The population of Nui from 1860 to 1900 is estimated to be between 250 and 300 people.

Kirisome, was Nui's first and long serving pastor (1865–99).

Robert Waters was an early trader on Nui in the 1850s-1860s. Martin Kleis was the resident trader on Nui in the late 19th century who sold copra to Henderson and Macfarlane.

The photographer Thomas Andrew visited Nui in about 1885–86.

Nui Post Office opened around 1919 and a climate station was established in 1941.

The traditional outrigger canoes (paopao) from Nui were constructed with an indirect type of outrigger attachment and the hull is double-ended, with no distinct bow and stern. These canoes were designed to be sailed over the Nui lagoon. The booms of the outrigger are longer than those found in other designs of canoes from the other islands. This made the Nui canoe more stable when used with a sail than the other designs.

Celebrations are held on Nui on 16 February – Bogin te Ieka (Day of the Flood) – to commemorate the Tsunami that struck the island on that day in 1882.

==Cyclone Pam, March 2015==
Nui was affected by storm surges caused by Cyclone Pam in early March 2015, which caused damage to houses, crops and infrastructure. On 22 March 71 families (40 per cent of the population) of Nui remained displaced and were living in 3 evacuation centres or with other families. The Situation Report published on 30 March reported that Nui suffered the most damage of the three central islands (Nui, Nukufetau and Vaitupu); with Nui suffering the loss of 90% of the crops. Health assessment teams visited Nui and the other islands affected by Cyclone Pam.

==General election, 2024==
Mackenzie Kiritome was re-elected and Sir Iakoba Taeia Italeli was elected to represent Nui in the parliament in the 2024 general election. Dr. Puakena Boreham was not re-elected.

Nui constituency results
| Party |  | Candidate | Votes | % |
|---|---|---|---|---|
|  | Nonpartisan | Mackenzie Kiritome | 352 | 36.90 |
|  | Nonpartisan | Sir Iakoba Italeli | 311 | 32.60 |
|  | Nonpartisan | Dr. Puakena Boreham | 291 | 30.50 |

==Notable local people==
Sir Iakoba Italeli (GCMC) was the Governor-General of Tuvalu from 16 April 2010 until 22 August 2019. He represented Nui in the Parliament from 2006 until he was appointed the Governor-General. He was the Minister of Education, Sports and Health in the Ielemia Ministry. He was again elected an MP in the 2024 general election and was appointed the Speaker of the Parliament.
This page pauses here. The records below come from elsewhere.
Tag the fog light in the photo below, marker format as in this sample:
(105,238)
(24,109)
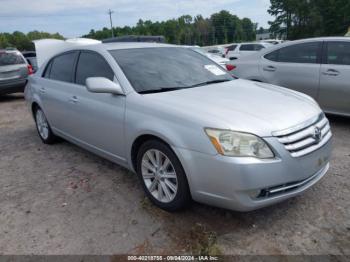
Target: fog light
(255,193)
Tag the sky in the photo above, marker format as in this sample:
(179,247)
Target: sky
(73,18)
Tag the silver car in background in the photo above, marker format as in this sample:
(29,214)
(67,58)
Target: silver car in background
(318,67)
(236,51)
(183,124)
(14,71)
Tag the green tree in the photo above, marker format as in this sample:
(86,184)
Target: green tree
(309,18)
(220,28)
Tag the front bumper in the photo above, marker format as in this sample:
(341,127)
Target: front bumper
(245,184)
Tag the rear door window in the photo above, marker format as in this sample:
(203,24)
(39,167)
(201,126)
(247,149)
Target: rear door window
(92,65)
(251,47)
(62,67)
(299,53)
(10,58)
(338,53)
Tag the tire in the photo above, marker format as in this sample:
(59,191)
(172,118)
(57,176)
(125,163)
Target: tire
(43,127)
(165,184)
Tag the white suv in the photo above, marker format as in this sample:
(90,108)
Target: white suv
(234,51)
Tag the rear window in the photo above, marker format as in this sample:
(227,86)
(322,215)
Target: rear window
(231,47)
(10,58)
(338,53)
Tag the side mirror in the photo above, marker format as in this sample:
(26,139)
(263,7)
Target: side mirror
(103,85)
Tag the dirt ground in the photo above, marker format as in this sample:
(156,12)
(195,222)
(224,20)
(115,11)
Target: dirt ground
(61,199)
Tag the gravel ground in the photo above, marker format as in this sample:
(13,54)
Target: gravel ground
(61,199)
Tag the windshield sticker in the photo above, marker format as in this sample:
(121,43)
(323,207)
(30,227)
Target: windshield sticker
(214,70)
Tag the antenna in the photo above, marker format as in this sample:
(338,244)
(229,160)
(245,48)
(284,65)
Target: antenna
(110,12)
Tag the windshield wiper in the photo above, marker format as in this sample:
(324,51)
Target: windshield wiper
(160,90)
(166,89)
(210,82)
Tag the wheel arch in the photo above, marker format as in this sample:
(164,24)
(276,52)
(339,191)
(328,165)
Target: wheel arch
(139,141)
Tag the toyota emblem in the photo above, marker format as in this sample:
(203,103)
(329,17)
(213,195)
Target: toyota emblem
(317,135)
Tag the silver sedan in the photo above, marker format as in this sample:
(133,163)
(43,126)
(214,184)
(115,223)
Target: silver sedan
(183,124)
(318,67)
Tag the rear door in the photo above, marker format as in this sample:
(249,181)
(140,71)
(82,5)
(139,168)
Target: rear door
(334,93)
(12,67)
(97,118)
(57,91)
(246,49)
(296,67)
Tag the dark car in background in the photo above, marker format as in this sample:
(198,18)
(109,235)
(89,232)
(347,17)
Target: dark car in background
(14,71)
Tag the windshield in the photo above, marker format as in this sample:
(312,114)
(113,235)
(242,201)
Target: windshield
(163,69)
(10,58)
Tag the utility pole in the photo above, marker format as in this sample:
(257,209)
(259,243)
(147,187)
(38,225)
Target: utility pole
(110,12)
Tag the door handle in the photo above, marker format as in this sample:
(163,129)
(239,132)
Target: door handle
(269,68)
(74,99)
(331,72)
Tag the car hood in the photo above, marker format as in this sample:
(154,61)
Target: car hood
(239,105)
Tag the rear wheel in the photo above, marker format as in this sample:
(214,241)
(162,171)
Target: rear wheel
(162,176)
(43,127)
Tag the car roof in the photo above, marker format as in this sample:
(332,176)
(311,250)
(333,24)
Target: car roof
(121,45)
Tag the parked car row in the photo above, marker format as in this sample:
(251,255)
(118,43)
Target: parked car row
(14,70)
(182,123)
(318,67)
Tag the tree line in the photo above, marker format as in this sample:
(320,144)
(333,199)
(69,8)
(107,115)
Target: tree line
(296,19)
(23,41)
(220,28)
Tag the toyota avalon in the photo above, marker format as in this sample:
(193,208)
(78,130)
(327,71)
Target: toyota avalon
(182,123)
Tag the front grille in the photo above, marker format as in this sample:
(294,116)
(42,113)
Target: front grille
(307,137)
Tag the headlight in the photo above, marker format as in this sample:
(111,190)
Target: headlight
(237,144)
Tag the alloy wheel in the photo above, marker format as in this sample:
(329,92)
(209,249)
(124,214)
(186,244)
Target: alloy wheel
(159,175)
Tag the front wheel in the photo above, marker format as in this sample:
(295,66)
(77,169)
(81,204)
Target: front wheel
(162,176)
(43,127)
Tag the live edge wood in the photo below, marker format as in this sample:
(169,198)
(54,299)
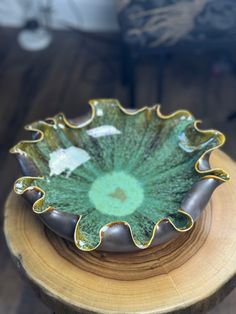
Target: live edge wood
(188,275)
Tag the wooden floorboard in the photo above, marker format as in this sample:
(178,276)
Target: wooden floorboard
(64,77)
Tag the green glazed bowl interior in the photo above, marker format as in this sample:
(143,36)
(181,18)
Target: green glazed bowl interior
(131,169)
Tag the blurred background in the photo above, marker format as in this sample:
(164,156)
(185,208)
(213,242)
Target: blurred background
(55,55)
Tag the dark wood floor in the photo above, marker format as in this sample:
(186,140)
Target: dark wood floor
(74,69)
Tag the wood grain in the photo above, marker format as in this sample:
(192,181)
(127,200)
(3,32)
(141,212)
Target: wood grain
(205,276)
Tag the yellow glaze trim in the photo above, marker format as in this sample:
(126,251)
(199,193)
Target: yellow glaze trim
(93,103)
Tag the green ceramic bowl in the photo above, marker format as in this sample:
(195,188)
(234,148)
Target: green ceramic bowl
(121,180)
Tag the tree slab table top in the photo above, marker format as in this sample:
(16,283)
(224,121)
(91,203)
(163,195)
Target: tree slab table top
(187,275)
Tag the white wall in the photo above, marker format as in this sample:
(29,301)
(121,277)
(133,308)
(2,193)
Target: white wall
(90,15)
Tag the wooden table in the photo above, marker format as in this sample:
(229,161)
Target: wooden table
(190,274)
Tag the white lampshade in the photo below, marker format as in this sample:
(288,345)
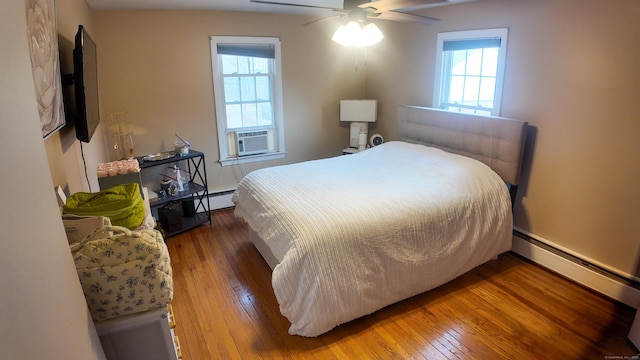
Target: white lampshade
(358,110)
(352,34)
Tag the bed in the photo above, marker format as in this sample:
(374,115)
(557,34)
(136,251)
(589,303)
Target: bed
(349,235)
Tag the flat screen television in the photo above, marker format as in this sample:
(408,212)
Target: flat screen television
(85,79)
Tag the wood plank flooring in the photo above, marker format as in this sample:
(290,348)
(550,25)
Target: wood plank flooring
(508,308)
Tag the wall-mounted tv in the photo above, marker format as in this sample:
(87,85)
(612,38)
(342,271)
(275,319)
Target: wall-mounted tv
(85,79)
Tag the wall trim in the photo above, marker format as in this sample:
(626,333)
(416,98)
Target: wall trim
(576,268)
(221,199)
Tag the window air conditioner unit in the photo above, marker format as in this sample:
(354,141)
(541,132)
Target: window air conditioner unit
(252,142)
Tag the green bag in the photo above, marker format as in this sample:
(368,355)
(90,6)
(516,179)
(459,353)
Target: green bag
(123,204)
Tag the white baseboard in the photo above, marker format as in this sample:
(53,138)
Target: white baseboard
(221,200)
(580,273)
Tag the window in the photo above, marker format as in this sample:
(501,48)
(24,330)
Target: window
(470,70)
(247,86)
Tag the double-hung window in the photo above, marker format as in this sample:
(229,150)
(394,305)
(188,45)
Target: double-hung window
(470,70)
(247,86)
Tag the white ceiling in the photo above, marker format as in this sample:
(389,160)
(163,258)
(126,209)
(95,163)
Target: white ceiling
(230,5)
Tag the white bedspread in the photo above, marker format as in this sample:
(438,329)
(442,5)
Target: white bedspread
(358,232)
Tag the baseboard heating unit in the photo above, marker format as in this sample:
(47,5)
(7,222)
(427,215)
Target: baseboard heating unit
(588,273)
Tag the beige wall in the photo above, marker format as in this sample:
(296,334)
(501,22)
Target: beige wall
(572,72)
(43,313)
(156,66)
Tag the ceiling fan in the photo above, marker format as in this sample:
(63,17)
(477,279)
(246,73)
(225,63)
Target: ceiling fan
(359,10)
(359,31)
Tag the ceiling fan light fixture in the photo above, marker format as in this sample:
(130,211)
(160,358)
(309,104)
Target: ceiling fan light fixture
(352,34)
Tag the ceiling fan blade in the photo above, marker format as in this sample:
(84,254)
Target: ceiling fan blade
(335,4)
(322,19)
(389,5)
(398,16)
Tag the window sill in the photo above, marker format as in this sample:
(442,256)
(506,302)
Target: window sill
(252,158)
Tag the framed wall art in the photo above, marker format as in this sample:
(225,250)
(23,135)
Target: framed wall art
(45,63)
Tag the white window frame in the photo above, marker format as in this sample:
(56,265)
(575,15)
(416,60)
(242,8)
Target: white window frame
(226,135)
(440,85)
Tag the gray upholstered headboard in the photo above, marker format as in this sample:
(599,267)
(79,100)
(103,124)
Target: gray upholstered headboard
(497,142)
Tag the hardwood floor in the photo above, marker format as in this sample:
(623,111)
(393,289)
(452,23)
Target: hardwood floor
(508,308)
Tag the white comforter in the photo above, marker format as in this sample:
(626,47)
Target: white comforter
(356,233)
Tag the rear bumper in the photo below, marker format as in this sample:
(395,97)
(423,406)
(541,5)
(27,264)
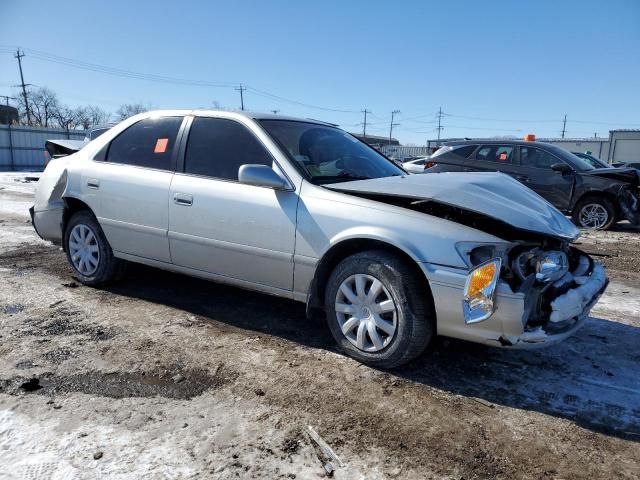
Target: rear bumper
(48,224)
(507,326)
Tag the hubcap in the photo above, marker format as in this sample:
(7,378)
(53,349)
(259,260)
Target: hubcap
(593,215)
(366,312)
(83,250)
Alesana Kleis Seluka (MBE, CBE) is medical doctor by profession and Chairman of the Public Service Commission of Tuvalu. He has represented Nui in the parliament. He served as the Minister of Finance and Economic Planning from 1996 until 1999, and Minister of Health from 2001 to 2006.

Pelenike Isaia became the second woman ever to have sat in the Parliament of Tuvalu, she became an MP in the 2011 by-election following the death of her husband Isaia Taeia Italeli. She represented Nui until the 2015 Tuvaluan general election.

Mamao Keneseli is a community development leader on Nui, where she became involved with running a women's handicraft centre in 1990, teaching women how to develop their skills and earn a living. From 2010 to 2017 she was the director of the Matapulapula Women's Group.